Nous sommes accueillis chaleureusement par les Témoins du village qui nous guident vers la maison d’un couple de sourds. Ils sont ravis de nous voir et nous demandent d’où nous venons et ce que nous faisons. Nous sortons un DVD. Il se trouve qu’ils ont un ordinateur ; ils insistent pour le visionner. Immédiatement, toute conversation cesse ; c’est comme si nous n’étions plus là. Leurs yeux sont rivés sur l’écran ; par moments, ils reproduisent les signes qu’ils voient et acquiescent d’un signe de tête. Nous captons tant bien que mal leur attention pour arrêter le DVD et retourner aux scènes du début qui dépeignent un magnifique paradis sur la terre. Nous mettons une scène sur pause pour expliquer ce que Dieu fera pour les humains et quel genre de personnes vivront pour toujours dans ces conditions agréables. Leur intérêt fait plaisir à voir. À la fin de la discussion, ils nous indiquent qu’un couple de sourds vit dans un autre village à quelques heures de là.

Nous voilà repartis. Nous traversons des gorges spectaculaires, profondément taillées dans la roche, et nous suivons une route qui serpente jusqu’à un hameau. Là, nous trouvons la famille de sourds : le mari, la femme, leur jeune fils et la mère de la femme. Tous sont enchantés de cette visite surprise. Nous entrons par une petite porte dans leur ayyl où flotte une agréable odeur de bois et de babeurre. Le toit a une ouverture ronde en haut qui laisse entrer la lumière. Une cuisinière en brique blanchie à la chaux est installée dans un coin et les murs sont recouverts d’une moquette rouge vif. Le couple nous offre une spécialité altaïenne : de petits beignets frits et du thé dans des bols asiatiques. Nous leur demandons s’ils ont déjà envisagé d’être amis de Dieu. Ils réfléchissent à la question. La mère de la femme nous dit que dans son enfance elle a un jour déposé de la nourriture dans la montagne pour l’offrir aux dieux. “ Ce que cela signifiait vraiment, je l’ignore ”, dit-​elle. Elle sourit et hausse les épaules : “ C’était notre coutume. ”

Nous leur montrons un DVD sur ce thème et leurs visages s’illuminent. Ils veulent poursuivre la discussion. Mais comment faire ? Habituellement, il est facile de garder le contact avec des sourds grâce aux textos, mais il n’y a pas la moindre antenne relais dans la région. Nous promettons de leur écrire par courrier.

Le soleil se couche déjà alors que nous nous séparons. Nous reprenons le long chemin du retour vers Gorno-Altaïsk, fatigués mais heureux. Quelque temps plus tard, nous apprenons par les Témoins locaux que l’homme visité se rend deux fois par mois dans une ville des environs où il étudie la Bible et assiste à la réunion en se faisant aider par une sœur qui connaît la langue des signes. Quelle joie que nos efforts aient porté du fruit !

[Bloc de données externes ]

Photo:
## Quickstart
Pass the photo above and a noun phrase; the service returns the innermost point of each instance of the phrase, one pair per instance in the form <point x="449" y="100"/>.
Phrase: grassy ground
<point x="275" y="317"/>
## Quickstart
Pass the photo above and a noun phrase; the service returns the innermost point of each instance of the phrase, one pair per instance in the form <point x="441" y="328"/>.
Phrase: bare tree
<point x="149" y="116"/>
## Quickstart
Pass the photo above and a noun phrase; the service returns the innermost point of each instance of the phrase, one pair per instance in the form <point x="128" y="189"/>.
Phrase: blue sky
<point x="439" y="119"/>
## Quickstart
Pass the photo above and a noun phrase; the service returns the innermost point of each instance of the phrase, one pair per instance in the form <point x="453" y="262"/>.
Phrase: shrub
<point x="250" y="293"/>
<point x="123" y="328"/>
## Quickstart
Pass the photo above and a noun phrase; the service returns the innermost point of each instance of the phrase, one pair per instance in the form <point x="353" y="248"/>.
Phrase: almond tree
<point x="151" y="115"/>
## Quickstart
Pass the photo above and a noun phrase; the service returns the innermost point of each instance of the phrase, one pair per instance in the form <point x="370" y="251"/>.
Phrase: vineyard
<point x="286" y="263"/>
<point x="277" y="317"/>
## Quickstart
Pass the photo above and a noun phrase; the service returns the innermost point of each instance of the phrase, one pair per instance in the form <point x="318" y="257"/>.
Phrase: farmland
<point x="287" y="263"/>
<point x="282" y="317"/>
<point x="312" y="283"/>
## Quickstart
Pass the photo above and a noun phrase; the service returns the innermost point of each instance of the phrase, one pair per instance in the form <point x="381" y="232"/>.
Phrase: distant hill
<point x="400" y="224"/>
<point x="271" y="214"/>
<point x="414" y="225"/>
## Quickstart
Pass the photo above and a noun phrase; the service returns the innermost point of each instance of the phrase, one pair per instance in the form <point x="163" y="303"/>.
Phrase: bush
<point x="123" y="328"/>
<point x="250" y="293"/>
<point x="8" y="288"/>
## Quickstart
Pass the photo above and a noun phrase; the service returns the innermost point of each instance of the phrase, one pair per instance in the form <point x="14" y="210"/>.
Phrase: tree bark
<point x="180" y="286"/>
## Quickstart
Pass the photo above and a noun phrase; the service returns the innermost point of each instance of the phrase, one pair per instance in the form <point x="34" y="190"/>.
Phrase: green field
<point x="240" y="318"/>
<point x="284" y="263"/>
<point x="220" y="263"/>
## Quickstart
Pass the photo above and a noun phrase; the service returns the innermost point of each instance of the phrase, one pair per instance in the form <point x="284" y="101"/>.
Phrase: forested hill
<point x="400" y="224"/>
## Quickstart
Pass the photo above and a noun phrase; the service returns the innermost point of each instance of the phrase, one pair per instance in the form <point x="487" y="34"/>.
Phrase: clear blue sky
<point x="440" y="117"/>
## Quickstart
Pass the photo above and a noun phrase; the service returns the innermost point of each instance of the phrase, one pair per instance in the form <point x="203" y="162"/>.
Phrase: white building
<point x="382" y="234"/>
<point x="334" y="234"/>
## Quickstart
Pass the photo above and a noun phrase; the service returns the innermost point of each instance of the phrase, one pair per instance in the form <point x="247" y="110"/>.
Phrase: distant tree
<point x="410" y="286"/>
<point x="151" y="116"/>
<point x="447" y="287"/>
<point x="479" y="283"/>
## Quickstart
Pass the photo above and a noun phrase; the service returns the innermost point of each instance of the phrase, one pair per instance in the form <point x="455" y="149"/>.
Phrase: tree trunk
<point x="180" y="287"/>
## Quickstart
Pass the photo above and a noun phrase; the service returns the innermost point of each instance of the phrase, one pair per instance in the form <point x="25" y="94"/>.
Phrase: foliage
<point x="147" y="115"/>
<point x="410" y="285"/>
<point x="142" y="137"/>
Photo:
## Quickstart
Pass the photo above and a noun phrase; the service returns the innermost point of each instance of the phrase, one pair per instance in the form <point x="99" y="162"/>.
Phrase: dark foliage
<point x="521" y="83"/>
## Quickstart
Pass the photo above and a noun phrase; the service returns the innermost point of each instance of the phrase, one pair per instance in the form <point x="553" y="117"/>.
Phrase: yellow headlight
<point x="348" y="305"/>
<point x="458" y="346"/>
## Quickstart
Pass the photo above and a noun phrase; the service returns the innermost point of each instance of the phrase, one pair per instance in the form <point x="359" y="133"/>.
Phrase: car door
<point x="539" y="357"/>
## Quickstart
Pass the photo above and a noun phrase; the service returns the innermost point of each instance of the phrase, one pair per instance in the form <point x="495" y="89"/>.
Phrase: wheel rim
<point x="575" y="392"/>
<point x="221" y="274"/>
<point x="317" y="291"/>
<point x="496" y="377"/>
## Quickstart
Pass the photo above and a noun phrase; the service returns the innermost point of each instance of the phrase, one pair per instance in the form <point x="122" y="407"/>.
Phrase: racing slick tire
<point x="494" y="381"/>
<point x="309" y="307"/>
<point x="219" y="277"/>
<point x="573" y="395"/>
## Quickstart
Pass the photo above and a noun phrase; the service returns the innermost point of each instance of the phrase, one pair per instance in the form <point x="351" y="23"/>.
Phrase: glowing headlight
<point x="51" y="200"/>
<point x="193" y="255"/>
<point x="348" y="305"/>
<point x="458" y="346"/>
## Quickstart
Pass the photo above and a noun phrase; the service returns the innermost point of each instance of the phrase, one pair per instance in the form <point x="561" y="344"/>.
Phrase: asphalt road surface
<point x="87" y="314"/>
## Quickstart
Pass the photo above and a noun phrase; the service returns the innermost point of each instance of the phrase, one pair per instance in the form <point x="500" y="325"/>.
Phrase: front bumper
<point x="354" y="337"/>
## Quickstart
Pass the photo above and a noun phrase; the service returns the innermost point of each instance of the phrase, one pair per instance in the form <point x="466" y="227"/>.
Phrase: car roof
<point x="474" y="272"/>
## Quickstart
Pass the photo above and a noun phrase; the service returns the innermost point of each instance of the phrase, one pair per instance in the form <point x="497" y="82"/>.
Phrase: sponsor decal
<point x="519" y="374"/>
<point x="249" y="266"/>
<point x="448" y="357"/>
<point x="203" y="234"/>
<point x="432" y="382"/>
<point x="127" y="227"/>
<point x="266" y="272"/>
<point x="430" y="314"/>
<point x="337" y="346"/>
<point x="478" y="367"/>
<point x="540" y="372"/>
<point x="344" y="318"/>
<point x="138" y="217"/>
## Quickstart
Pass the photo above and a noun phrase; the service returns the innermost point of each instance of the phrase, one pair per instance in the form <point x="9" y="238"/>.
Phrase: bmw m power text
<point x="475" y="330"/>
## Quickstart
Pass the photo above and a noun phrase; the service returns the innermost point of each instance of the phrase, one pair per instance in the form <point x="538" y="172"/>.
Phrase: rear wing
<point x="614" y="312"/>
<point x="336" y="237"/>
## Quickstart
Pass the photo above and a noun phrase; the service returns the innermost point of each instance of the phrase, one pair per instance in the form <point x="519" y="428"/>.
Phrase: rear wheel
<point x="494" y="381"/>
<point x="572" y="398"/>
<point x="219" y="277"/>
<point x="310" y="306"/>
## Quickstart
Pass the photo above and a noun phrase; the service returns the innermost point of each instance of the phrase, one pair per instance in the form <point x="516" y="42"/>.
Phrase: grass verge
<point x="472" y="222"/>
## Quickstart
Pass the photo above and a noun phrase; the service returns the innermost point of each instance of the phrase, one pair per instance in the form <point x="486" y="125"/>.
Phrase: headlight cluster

Notre recherche de sourds au cœur sincère ressemble à une chasse au trésor au fin fond des montagnes. Les longues heures de prospection sont récompensées lorsque nous trouvons, sorti de je ne sais où, un bijou égaré. Pour nous, les montagnes de l’Altaï seront toujours dorées en souvenir des personnes réceptives à la vérité que nous avons rencontrées entre les sommets sauvages.